Flat ice is imperative, more than in any other event. Water expands a little more than 9 percent when it freezes, he said. And refrigeration pipes buried in the concrete of the rink, Wuthrich said, create almost imperceptible waves in the ice. That is why curling sheets are leveled with a blade that measures the cut to a hundredth of an inch.

“Once you get it absolutely perfect, contoured, then you do the pebbling,” Wuthrich said.

It is what makes curling ice truly different — a top layer of raised, flat-topped dots.

The ice is misted with tiny droplets of water from a sprinkler-style head. There are about 40 different sizes and types of pebbling, Wuthrich said, the choice dependent on the size of the rocks and the pounds per square inch they exert on the ice.

What slows curling stones is friction, and pebbling allows the stones to glide across the ice more easily. The stones slowly erode the pebbles, which is why resurfacing occurs between each match.

“They almost melt them but not quite,” Wuthrich said.

When the pebbling wears down, the friction increases and the stones curl more. The bigger culprit is the sweeping that curlers do in front of a stone to direct it to its desired resting place.

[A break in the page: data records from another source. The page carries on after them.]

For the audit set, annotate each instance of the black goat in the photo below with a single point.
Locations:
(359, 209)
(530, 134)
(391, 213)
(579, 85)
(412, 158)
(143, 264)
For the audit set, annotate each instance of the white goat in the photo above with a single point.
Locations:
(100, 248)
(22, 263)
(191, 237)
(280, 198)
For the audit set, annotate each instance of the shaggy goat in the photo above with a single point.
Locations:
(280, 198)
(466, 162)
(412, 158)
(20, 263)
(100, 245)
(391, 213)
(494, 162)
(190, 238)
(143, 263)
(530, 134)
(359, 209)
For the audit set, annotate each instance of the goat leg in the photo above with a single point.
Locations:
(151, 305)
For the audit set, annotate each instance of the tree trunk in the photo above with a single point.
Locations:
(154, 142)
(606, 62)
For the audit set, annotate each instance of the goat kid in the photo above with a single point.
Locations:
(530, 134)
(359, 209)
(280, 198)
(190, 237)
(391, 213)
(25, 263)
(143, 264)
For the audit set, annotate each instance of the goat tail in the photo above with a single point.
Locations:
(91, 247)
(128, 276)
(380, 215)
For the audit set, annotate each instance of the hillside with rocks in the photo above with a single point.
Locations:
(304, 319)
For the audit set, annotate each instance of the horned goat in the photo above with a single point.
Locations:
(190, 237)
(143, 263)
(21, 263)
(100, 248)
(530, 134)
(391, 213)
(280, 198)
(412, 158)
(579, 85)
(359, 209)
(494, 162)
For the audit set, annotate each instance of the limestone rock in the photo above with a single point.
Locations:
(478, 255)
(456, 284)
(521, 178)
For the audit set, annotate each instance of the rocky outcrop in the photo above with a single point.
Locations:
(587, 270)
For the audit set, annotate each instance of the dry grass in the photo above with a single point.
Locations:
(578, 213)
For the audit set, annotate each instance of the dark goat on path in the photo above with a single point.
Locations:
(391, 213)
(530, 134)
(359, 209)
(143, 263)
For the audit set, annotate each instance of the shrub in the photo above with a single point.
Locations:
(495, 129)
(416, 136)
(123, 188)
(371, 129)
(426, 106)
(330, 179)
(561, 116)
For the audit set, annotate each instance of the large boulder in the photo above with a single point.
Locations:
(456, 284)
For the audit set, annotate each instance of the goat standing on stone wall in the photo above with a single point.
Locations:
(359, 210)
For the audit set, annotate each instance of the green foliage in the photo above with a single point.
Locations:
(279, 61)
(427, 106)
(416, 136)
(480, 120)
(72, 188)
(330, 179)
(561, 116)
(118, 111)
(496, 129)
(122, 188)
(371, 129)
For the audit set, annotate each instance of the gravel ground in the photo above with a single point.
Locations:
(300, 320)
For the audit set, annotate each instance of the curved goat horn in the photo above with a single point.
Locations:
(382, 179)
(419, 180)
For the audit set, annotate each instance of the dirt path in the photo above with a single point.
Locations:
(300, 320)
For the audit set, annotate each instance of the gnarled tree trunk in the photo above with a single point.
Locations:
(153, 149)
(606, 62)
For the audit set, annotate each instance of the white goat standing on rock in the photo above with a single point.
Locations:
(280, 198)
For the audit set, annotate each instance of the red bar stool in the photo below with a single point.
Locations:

“Ice is fastest when you have it up at about 28, 29 degrees,” Wuthrich said. “Normally we keep curling ice about 23, 24 degrees. If you have a brush going in front of it, the friction of the brush, you’re actually heating up the surface, right? So now you’re getting your rock to travel faster.”

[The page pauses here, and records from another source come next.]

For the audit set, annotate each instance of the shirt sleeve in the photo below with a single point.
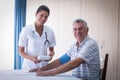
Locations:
(23, 38)
(89, 51)
(52, 38)
(64, 59)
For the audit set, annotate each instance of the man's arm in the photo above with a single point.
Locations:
(63, 68)
(68, 66)
(52, 65)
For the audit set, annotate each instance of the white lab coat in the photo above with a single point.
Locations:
(35, 44)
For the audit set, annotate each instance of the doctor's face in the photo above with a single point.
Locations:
(80, 31)
(41, 17)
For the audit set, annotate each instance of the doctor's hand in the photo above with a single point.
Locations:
(45, 73)
(35, 70)
(35, 60)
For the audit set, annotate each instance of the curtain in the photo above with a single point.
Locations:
(19, 22)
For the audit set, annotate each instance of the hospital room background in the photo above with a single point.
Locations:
(103, 17)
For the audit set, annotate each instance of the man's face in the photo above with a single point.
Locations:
(80, 31)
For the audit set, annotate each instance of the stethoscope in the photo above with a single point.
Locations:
(46, 41)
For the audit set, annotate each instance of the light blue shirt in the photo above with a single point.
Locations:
(89, 52)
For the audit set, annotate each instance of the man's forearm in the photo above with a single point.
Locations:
(51, 65)
(68, 66)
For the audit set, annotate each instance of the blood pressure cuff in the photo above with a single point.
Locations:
(64, 59)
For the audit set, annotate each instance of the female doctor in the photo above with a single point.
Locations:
(36, 39)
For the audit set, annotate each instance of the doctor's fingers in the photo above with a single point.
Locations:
(34, 70)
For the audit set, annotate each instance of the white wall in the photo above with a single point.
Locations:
(102, 18)
(6, 34)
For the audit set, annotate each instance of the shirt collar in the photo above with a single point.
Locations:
(86, 37)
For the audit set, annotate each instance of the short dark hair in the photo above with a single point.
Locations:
(43, 7)
(81, 21)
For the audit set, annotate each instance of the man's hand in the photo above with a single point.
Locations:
(45, 73)
(35, 70)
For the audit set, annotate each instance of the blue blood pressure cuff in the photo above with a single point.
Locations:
(64, 58)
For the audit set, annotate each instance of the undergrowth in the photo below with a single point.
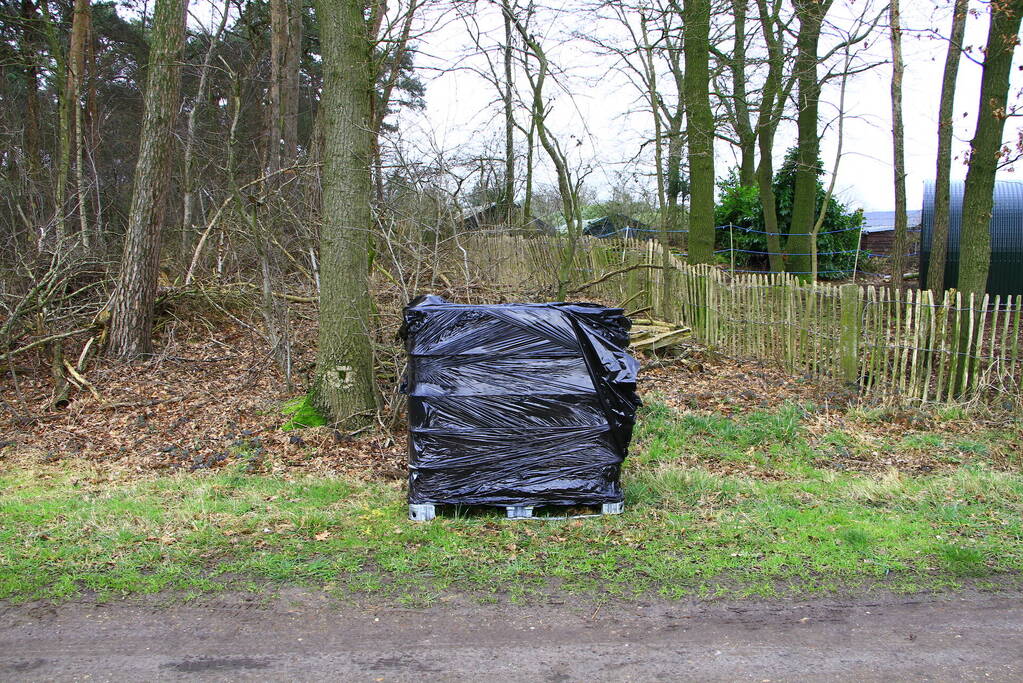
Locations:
(715, 506)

In a sport of precision, curlers frown upon touching a knee or a hand to the ice, since the body heat might alter the ice surface. They worry about dirt from people’s shoes, even the lint from the carpet.

“There’s always going to be an excuse of some kind,” Wuthrich said good-naturedly.

There will be no excuses from Wuthrich. He is the one icemeister allowed to have bumps on his ice, as long as they are perfectly done.